Disclosed is a system and method for information gap prediction for ingested media in a system capable of answering questions.

In a system capable of answering questions, or an unstructured information system, the information sources are the critical component to get reliable results. These information sources are generated by one or more authors, who are continuously writing, or preparing to post content.

For academics or researchers in a particular field, such as computer science, these updates and posts are related to set number of subjects or contexts. When there is a gap in their contributions, there is a gap in the knowledge available to make decisions. These gaps may be due to the academic working on new materials, vacations, or various other reasons.

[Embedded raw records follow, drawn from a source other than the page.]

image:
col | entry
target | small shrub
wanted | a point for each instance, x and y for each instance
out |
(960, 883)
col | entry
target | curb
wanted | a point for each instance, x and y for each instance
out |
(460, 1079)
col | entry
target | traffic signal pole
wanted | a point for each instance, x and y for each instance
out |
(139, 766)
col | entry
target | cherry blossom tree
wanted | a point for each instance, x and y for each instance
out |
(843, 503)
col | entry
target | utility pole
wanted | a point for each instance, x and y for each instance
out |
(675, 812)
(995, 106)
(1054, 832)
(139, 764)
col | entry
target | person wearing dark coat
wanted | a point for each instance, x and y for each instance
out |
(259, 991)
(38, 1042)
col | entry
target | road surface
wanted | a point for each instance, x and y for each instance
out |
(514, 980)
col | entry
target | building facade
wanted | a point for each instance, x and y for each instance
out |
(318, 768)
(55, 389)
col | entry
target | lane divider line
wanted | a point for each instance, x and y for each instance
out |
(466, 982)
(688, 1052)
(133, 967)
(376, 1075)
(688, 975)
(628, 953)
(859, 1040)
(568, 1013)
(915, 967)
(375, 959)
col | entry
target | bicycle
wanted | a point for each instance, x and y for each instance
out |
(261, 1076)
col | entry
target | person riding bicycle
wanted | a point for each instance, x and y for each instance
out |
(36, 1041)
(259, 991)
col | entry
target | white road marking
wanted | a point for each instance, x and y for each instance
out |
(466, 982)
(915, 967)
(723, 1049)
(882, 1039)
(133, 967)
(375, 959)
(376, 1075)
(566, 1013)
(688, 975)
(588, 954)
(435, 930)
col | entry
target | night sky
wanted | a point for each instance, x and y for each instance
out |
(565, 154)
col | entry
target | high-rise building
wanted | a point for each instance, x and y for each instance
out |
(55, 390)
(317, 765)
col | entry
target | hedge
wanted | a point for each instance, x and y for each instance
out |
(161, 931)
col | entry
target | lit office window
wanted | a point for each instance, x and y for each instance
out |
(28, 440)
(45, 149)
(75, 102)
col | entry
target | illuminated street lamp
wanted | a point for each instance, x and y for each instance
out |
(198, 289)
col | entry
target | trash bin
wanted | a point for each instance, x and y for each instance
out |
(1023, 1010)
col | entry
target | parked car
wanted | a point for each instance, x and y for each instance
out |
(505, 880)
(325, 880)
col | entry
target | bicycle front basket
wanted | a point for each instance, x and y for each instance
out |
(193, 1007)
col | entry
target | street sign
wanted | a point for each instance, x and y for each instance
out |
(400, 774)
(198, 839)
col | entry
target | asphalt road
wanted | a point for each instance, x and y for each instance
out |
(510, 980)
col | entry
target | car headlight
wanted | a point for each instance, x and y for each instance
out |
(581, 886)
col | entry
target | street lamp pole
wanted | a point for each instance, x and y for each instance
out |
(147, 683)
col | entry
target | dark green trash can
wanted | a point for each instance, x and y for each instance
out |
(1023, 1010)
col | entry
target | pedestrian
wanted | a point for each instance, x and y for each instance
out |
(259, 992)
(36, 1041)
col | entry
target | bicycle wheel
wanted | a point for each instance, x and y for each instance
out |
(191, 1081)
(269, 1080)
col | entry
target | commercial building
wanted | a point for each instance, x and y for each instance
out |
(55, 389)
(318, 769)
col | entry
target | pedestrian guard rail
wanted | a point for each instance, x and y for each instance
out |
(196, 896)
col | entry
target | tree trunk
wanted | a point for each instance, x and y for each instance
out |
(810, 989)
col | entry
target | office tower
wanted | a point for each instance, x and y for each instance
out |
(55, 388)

For consumers and users, such as bloggers or tweeters, these updates and posts are often related to an indeterminate number of subjects and contexts. Where there is a gap in their contributions, the insight into the user during that time is highly variable. These gaps may be due to vacations, or dissatisfaction in the provider service. (for example, no longer Tweeting)

An example scenario:

Alice is the author


Alice posts 10 tweets spread over one week. The pattern is repeated for 10 weeks.

Alice doesn't post the 10 tweets in the 11th week.

There is a lack of information. There is a clear need to identify gaps in available information in the analysis of a corpus.

The disclosed method predicts and weights the information gaps and spikes, by:

Identifying the author of each document in a corpus.


a.

Establishing a timeline of the author's documents


b.

Determining gaps and spikes in the authors documents.


c.

Acting upon the gaps or spikes.

Each document may correspond to a document, paper, mail, news article, comment, a tweet, video, podcast or wiki page. The disclosed method identifies the at least one author of a document. The disclosed method may identify the need to acquire more data related to an author, due to the information gap.

In an example embodiment, Alice is the administrator for an corpus.

[Document A | Bob | 1 Page | 1/2/2010] [Document B | Bob | 2 Page | 1/1/2010] [Document C | Bob | 1 Page | 1/1/2010]

The system loads Document A and Document B and Document C.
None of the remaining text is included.